The first days of school are finally here parents and teachers have made first impressions and fumbled through icebreakers. Some parents rejoice as their children leave the house for the day and some children may enjoy being back in school. Yet, an all too common feeling among students and parents is anxiety.
While children may feel anxiety and nervousness at the notion of going to school, parents may feel similar anxiety at letting their child go. Mentioned in earlier blogs throughout this series, there are numerous ways to prepare the child for school, regardless of age, background and mental health. Yet, parents may not be as prepared to let go of their children as they assumed.
It can be difficult for a parent to navigate when he or she should get involved in a child’s life. Similar to a little bird learning to fly, human parents are less reliant on instincts than our feathered friends, on when to swoop in and rescue before its offspring fall. It is important for young ones to learn on his or her own, but the parent should be involved in the child’s life. The idea is being involved, but remembering that it is the child’s experience and not the parent’s.

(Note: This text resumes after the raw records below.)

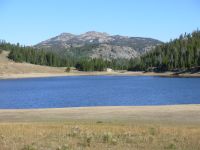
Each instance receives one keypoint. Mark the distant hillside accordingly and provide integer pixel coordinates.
(177, 55)
(98, 45)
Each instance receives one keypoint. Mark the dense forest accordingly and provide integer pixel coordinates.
(178, 54)
(38, 56)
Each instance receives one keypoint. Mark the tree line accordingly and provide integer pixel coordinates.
(179, 54)
(32, 55)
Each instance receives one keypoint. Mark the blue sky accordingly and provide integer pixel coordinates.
(31, 21)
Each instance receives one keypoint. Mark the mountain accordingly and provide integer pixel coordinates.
(181, 54)
(98, 45)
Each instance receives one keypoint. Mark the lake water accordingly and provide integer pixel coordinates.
(98, 91)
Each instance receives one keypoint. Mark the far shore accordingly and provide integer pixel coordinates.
(188, 114)
(13, 70)
(95, 73)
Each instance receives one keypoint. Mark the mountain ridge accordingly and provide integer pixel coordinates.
(99, 44)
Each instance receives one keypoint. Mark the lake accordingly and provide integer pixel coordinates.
(78, 91)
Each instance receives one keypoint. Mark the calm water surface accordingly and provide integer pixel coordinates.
(98, 91)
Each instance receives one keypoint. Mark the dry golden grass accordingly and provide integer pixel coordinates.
(117, 128)
(98, 135)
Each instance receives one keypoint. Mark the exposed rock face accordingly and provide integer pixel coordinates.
(96, 44)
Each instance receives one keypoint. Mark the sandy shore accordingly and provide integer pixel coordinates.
(169, 114)
(114, 73)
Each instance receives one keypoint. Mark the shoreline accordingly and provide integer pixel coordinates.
(187, 114)
(95, 73)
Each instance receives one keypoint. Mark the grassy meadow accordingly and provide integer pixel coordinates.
(115, 128)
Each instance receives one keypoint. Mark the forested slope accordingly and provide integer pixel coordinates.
(178, 54)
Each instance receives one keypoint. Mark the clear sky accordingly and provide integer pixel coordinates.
(31, 21)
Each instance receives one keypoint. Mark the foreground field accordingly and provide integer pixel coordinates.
(151, 127)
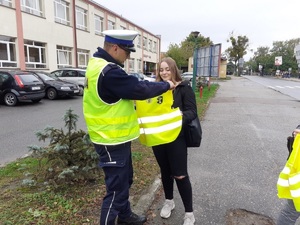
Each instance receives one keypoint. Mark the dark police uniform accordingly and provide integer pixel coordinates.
(113, 85)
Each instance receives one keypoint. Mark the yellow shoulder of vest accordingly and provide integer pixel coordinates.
(159, 122)
(288, 184)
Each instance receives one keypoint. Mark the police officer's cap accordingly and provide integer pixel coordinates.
(123, 38)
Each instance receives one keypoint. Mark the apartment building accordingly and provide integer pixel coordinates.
(51, 34)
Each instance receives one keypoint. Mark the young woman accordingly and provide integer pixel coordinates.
(172, 157)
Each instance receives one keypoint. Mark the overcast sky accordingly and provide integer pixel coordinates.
(262, 21)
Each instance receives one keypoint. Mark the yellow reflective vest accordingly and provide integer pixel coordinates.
(159, 122)
(107, 124)
(288, 184)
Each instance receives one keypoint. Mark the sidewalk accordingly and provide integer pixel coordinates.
(237, 165)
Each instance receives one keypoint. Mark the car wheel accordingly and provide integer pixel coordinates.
(36, 100)
(80, 91)
(10, 99)
(51, 93)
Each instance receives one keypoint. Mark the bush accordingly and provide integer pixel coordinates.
(70, 156)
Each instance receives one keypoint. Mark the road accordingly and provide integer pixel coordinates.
(290, 87)
(18, 124)
(241, 155)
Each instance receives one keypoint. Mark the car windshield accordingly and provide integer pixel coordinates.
(45, 77)
(28, 78)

PBS.org published piece on parenting and separation anxiety. With younger children, showing an interest in the child’s day will help to ease anxiety. Ask about the classes, teacher, playground or any other aspect of school and listen. As PBS.org explains, “You don’t need to be there to learn about what your child does at school.” Diane Levin, Ph.D., cautions parents, “ Your separation issues could be feeding your child’s,” and one way to avoid this is, “By developing a trusting relationship with the teacher.” The teacher is there to help the student learn and adjust to the learning environment.
Back to school jitters
A child can be nervous and afraid of going to school, especially a new school for the first time. Ruth A. Peters, PhD., addresses the topic of first week or so back to school jitters in children. Peters also expanded on an idea brought up earlier in this series about helping the child get comfortable with the school grounds, by visiting them before the semester is fully underway.
For older children in middle or high school, there may be more, “Concerns about dealing with kids from different backgrounds, shyness, and making sports teams or clubs.” One solution is to have the child attend orientation or have the child set up a meeting place with his or her friends during lunch.
Peters gives more advice for different age groups and grades, since the child’s anxiety and fear will change with age. It is important that a parent let the child experience school on his or her own, but be a line of support at home for the child’s needs.